Aggressive and Expansionary
Social networking is both ephemeral and permanent
This combination makes us both aggressive and expansionary
We spend our time aggressively scanning/searching for new information (links, pictures, videos, etc.) that we can consume and share with others (for permanence). New information that expands the boundaries of “our patterns.” (Is that inconsistent? I'm confused.)
We constantly react negatively to information that doesn’t fit “our patterns” and we harass supporters of patterns we disagree with.
As we invest in these patterns, the older, traditional forms of identity fall away (national, religious, party, etc.). They are replaced by plethora of new identities
based on loyalty to newly derived online patterns (#resistance, #insurgency, #maga, #abolishICE, etc.). These patterns become the narratives that bind us to new micro-tribes and micro-identities.
Social networking crams us together. It radically reduces our proximity to everyone else in the world
As villagers, we are focused on everyone else’s business. We want to monitor what they do and what they say. In turns us into gossips
We strictly enforce norms of behavior, speech, and belief. We become busybodies, prudes, and angry neighbors. (see "Extreme Others Become Visible" node at (2017-02-15) MindMap CultureWar SocialMedia Economy)
We become angry and reactive
Extreme proximity makes it impossible to ignore the things that offend us -- even though it is easy to block/unsub, we don’t. This mindset bleeds over into the real world.
Where are these changes taking us?
McLuhan's formulation suggests the following framework for a coming global struggle/war/conflict
believed that electronic media, since it is an extension of our mind/nervous system, is driving us towards extreme integration (the Global Village and beyond).
This frame creates two sides. A group of people who would attempt to dominate the emerging centralized construct and those who would disrupt it -- in an attempt to preserve existing autonomy/individuality until another technological medium less hostile to it arrives. The integrators and disruptors. (Is "disrupt" the right word here, vs "block/resist"? Note he's thinking of the BlueTribe as "integrators", so yeah I suppose the RedTribe groups like 4chan are disrupting...)

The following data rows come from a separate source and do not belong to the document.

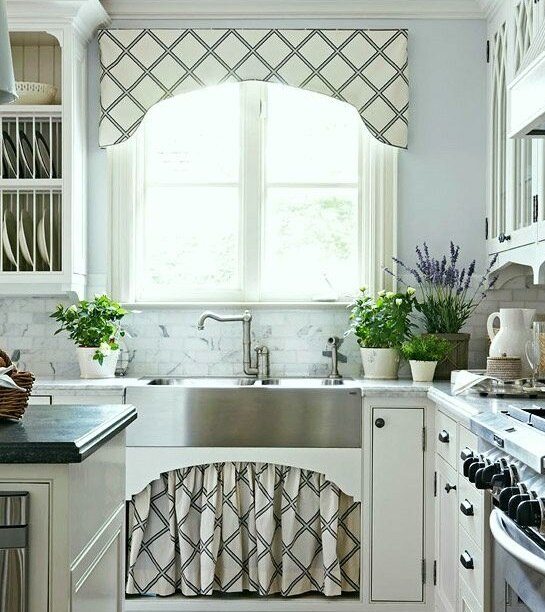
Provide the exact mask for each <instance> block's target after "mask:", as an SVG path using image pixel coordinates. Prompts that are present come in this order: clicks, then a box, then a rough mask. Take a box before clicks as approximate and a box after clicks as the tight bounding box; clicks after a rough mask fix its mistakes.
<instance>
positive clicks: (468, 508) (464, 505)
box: [460, 499, 475, 516]
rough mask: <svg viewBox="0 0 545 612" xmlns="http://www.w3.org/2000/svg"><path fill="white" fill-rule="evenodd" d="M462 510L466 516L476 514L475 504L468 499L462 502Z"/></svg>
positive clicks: (466, 499)
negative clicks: (474, 509) (473, 508)
mask: <svg viewBox="0 0 545 612" xmlns="http://www.w3.org/2000/svg"><path fill="white" fill-rule="evenodd" d="M460 512H461V513H462V514H464V515H465V516H475V510H474V509H473V504H472V503H471V502H470V501H469V500H468V499H464V501H463V502H462V503H461V504H460Z"/></svg>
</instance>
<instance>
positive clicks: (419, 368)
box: [409, 359, 437, 382]
mask: <svg viewBox="0 0 545 612" xmlns="http://www.w3.org/2000/svg"><path fill="white" fill-rule="evenodd" d="M409 365H410V366H411V373H412V375H413V380H414V382H431V381H432V380H433V376H434V374H435V368H436V367H437V361H415V360H414V359H410V360H409Z"/></svg>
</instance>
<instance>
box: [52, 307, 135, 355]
mask: <svg viewBox="0 0 545 612" xmlns="http://www.w3.org/2000/svg"><path fill="white" fill-rule="evenodd" d="M126 314H127V311H126V310H124V309H123V308H121V306H120V305H119V304H118V303H117V302H114V301H113V300H112V299H110V298H109V297H108V296H107V295H99V296H96V297H95V299H94V300H92V301H88V300H81V301H80V302H78V303H77V304H72V305H71V306H67V307H66V308H65V307H64V306H63V305H62V304H59V305H58V306H57V308H56V310H55V312H54V313H53V314H51V318H52V319H55V320H56V321H58V322H59V323H60V324H61V326H60V327H59V329H57V331H56V332H55V335H56V334H60V333H61V332H63V331H66V332H68V336H69V338H70V339H71V340H73V341H74V342H75V343H76V344H77V345H78V346H80V347H86V348H96V349H97V351H96V353H95V355H94V357H93V359H96V360H97V361H98V362H99V363H100V364H101V365H102V363H103V362H104V357H105V356H106V355H107V354H108V353H109V352H110V351H115V350H117V349H118V348H119V345H118V341H119V338H120V337H121V336H124V335H125V332H124V331H123V329H122V327H121V324H120V321H121V319H122V318H123V317H124V316H125V315H126Z"/></svg>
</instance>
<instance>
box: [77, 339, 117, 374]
mask: <svg viewBox="0 0 545 612" xmlns="http://www.w3.org/2000/svg"><path fill="white" fill-rule="evenodd" d="M76 351H77V354H78V363H79V370H80V377H81V378H113V377H114V376H115V366H116V364H117V358H118V356H119V350H117V351H111V352H110V353H108V355H106V356H105V357H104V361H103V362H102V365H101V364H100V363H98V361H97V360H96V359H93V357H94V356H95V353H96V352H97V349H96V348H92V347H83V346H78V347H77V349H76Z"/></svg>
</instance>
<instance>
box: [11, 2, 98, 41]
mask: <svg viewBox="0 0 545 612" xmlns="http://www.w3.org/2000/svg"><path fill="white" fill-rule="evenodd" d="M7 13H8V23H9V27H10V28H13V29H17V30H20V29H24V28H25V27H28V28H29V29H32V30H36V27H37V26H38V25H39V26H40V28H41V29H43V30H47V29H48V28H53V27H58V26H59V24H66V25H71V26H72V27H73V28H74V29H75V30H76V31H77V32H78V34H79V35H80V36H81V37H82V38H83V39H84V40H90V39H91V38H92V36H93V34H94V32H95V31H96V29H97V28H98V27H99V26H100V25H105V24H107V23H109V21H110V18H109V16H108V13H107V12H106V11H105V10H104V7H103V6H102V4H100V2H99V0H7ZM42 26H43V27H42Z"/></svg>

McLuhan, for his part, offered a third alternative, almost offhand. He said: “in order for us to live with ourselves in such depth, in such instant feedback situations, we have to understand everything... we (will) need to take over the total human (social) environment as an artifact.” In short, he suggested that in order to survive this integration without killing ourselves in the process, we will need to learn how to moderate/smooth/ease the intimate social interactions of 8 billion people. There’s one approach that has already demonstrated a potential to do that: a social AI. (GenAI?)